Up and down the country town centres have been allowed to fade away while the big-wigs wring their hands and ask what can be done.

Well, I’ll tell you. Shoppers like me need to be incentivised to return to town centres, starting with re-opening so many of those banks and post offices which have been shut.

We need to get there easily and cheaply – improved bus services and cheaper parking would help.

It needs to be an “experience” complete with the opportunity for coffee or a movie or even street entertainment.

And stores need to work harder at offering what online can’t – a friendly face to talk to, to engage with, to care, to say thank you to.

We live in an age where we can buy literally anything online except the human touch.

Shops need to capitalise on that hole in cyberspace – and quick.

vegan

VEGANUARY. I can’t even say it let alone know for certain what it is.

As far as I can make out it’s a bit like Movember but with less hair. It’s also apparently the on-trend fashion in food.

Now I’ve never really understood how the contents of your fridge can be subject to the whims of style. Jeans, bags makes-up? Yes. But beans?
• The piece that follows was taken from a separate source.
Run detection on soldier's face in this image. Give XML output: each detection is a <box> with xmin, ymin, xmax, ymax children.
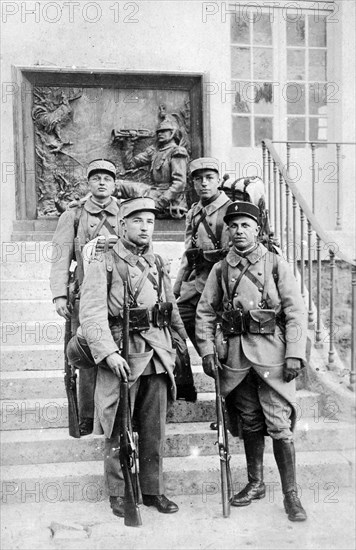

Not so much. 

Veganism seems to be everywhere – despite the fact you can fit the number of vegans I actually know in a phone box and still have space to eat a Big Mac.

Still, at least they’ve taken the heat off the vegetarians.

Published Liverpool Echo 20th January 2019

Liverpool Echo

Shops. Use them or lose them.

woolworth
No longer a wonder … the long-gone Woolworths

THE shopping fest that is Christmas is looming but new figures show the high street is being battered like never before.

Around 14 shops a day are closing while analysts are already sounding concern that October – traditionally the start of the big festive spend – has been a slow month.

Major chains including House of Fraser, Maplin and Poundworld have collapsed this year and others have all been forced to seek legal agreements with landlords to shut stores.

It’s a lot to do with online shopping, of course, coupled with a slow-down in spending and a change in consumer habits – we flash the cash on holidays now rather than in shopping centres.

And yet, and yet . . .

There is still nothing like browsing the real-time rails, feeling and trying on goods, imagining them on your back or in your home.

Online is great if you know exactly what you’re looking for and you’re certain of your size and colour. It’s perfect too if too if you want to do a spot of price comparison or research before committing to that expensive washing machine or oven.

But if you fancy a browse or a try-on or some advice from a human being then for many people shops are still where it’s at.

There’s no doubt the high street will continue to change but if we, the consumer, want to keep our favourite brands we have to make the effort.

No good bemoaning their loss when they’re gone – like Woolies and Lewis’s and C&A.

Use them or lose them.

I WAS intrigued to read the story of the bloke asking a court to legally change his age from 69 to 49 saying he wants to avoid discrimination.

There’s been an outcry but I can’t see why.

I spent years knocking bits off my age. I was 42 for at least three years.

Then someone put an old school picture on Facebook and I was busted.

Nice while it lasted, though.

IT seems incredible that World War One  ended 100 years ago today.  I’ve never known a year where the personal testimonies of those who fought have seemed so vivid and their stories so resonant.

Perhaps it’s advances in technology that have brought to life so forcefully those who lost their lives decades ago. Or perhaps in order to move forward in these uncertain times we have realised we have to learn from the past.

Whatever it is, I predict a bumper turn-out at war memorials across the country.